I think because of last year’s start and then drop-off, I’ve remained skeptical. Three of the last four weeks, I’ve thought, “Okay, this is the week the magic runs out.” But each week, they’ve proven me wrong. They’re winning at home, winning on the road, and winning in a variety of ways. Statement wins against the Rams and Browns, the latter without their head coach in attendance because of COVID-19? Crazy.

They legitimately deserve consideration as one of the top teams in the league. An absolute surprise for me.

How often do we see a quarterback change his nature well into his NFL career? That’s exactly the dynamic that’s unfolding with Derek Carr, who seems to have shaken the risk-averse tendencies that defined his first seven seasons as a starter. But in 2021, gone are the constant checkdowns. Instead, Carr has displayed the confidence to consistently attack defenses downfield. with his 9.3 average intended air yards per pass ranking fifth-best among all quarterbacks. Sure, Henry Ruggs III does plenty on his own to regularly get open deep and open things up elsewhere for the Raiders’ passing attack thanks to his rare speed that defenses must account for. But Carr easily could make his living throwing to Darren Waller and Hunter Renfrow in the short to intermediate area. Instead, he’s embraced a sea change in his playing style.
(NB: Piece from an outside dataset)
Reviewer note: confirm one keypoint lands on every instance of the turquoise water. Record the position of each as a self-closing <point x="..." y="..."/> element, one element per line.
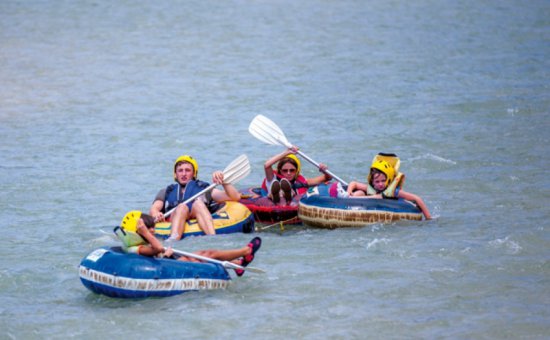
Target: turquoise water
<point x="97" y="99"/>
Any time a long-suffering fan base sees its team turn things around, it’s worth pointing out. And what the Cincinnati Bengals have done on offense in the second year with Joe Burrow at quarterback has been exceptional — especially when factoring in all the talk about the struggles rookie receiver Ja’Marr Chase was having in training camp. All that is great. But so much credit should go to defensive coordinator Lou Anarumo for turning around what was a historically inept defense.
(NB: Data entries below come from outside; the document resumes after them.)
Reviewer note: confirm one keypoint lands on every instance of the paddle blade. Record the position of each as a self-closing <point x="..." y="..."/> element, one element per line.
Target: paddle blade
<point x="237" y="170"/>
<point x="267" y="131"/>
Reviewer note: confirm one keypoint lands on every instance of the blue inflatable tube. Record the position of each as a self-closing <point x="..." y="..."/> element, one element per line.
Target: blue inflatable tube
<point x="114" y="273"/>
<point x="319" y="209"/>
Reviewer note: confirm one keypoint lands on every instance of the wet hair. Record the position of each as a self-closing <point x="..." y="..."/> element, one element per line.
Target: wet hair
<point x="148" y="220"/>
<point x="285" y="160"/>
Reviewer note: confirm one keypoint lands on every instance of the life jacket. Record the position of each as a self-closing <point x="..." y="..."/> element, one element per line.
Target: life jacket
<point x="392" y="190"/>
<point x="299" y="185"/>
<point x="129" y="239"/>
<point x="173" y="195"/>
In 2019, Anarumo’s first season with the Bengals, Cincinnati ranked dead last in the league in yards allowed per play (6.09), rushing yards allowed per game (148.9) and passing yards allowed per play (7.85). Last season, those numbers gradually improved and the Bengals ranked 28th, 29th and 22nd in those categories, respectively. Now, cut to this season, when the Bengals rank second in yards allowed per play (5.07), eighth in rushing yards allowed per game (90.5) and fourth in passing yards allowed per play (6.09). More importantly, the defense now ranks fifth in the NFL in scoring, allowing 18.5 points per game, though it is just 0.4 average points off from being second. The offense gets headlines, but the Bengals are shutting teams down.